Venerdì 30 Giugno 2017

I medici del Great Ormond Street Hospital di Londra hanno concesso un po' più di tempo ai genitori del piccolo Charlie Gard da trascorrere col figlio di 10 mesi prima che vengano staccati i macchinari che lo tengono in vita. Lo riporta Sky News. Qualche ora in più, concessa dall'ospedale, ma poi le macchine che tengono in vita il piccolo Charlie, il bimbo britannico affetto da una rara malattia genetica ritenuta incurabile, dovranno essere spente. «Morirà sapendo che lo abbiamo amato» hanno detto in mattinata i genitori, che volevano portare il figlio negli Stati Uniti per una cura sperimentale e invece hanno perso la battaglia legale terminata davanti alla Corte europea per i diritti umani. Non è stato comunicato quando Charlie non sarà più tenuto in vita ma i genitori avranno più tempo.

Il piccolo Charlie ha la sindrome per deplezione del Dna mitocondriale, una rarissima malattia genetica: per i suoi genitori c'è un medico negli Stati Uniti che potrebbe rianimarlo, con una terapia sperimentale, ma i medici inglesi non sono d'accordo e gli appelli fino alla Corte di Strasburgo si sono rivelati inutili.

La Corte per i diritti umani di Strasburgo ha  infatti deciso, martedì scorso, di ritenere inammissibile il ricorso presentato dai genitori del piccolo contro le sentenze con cui i giudici inglesi avevano stabilito di porre fine alle cure che consentivano di mantenere in vita il bimbo.  In un primo momento la Corte aveva intimato a Londra di sospendere l'applicazione delle sentenze dei tribunali inglesi, fintanto che non si fosse pronunciata sul ricorso. Una sospensiva durata però solo pochi giorni.  

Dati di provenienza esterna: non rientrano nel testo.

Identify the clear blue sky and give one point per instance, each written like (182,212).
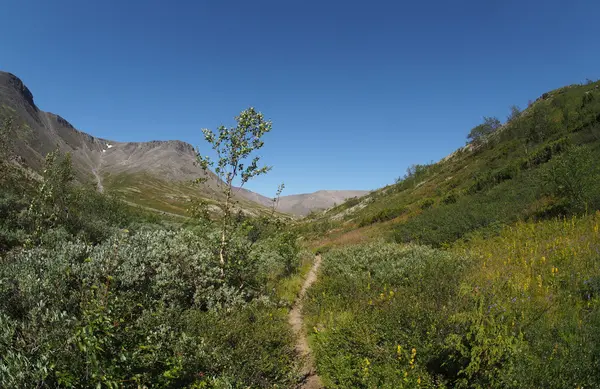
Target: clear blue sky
(357,91)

Il 27 giugno è arrivata la decisione di respingere il ricorso presentato dai genitori del piccolo Charlie perché i giudici europei hanno ritenuto che non spetti a loro, almeno in questo caso, sostituirsi alle autorità nazionali. E questo, in virtù «del considerevole margine di manovra che gli Stati hanno nella sfera dell'accesso alle cure sperimentali per malati terminali e nei casi che sollevano delicate questioni morali ed etiche». La Corte ha dato tra l'altro peso al fatto che in Gran Bretagna «esiste una legislazione, compatibile con la Convenzione europea dei diritti umani, che regola sia l'accesso ai trattamenti sperimentali che la sospensione dei trattamenti per tenere in vita qualcuno».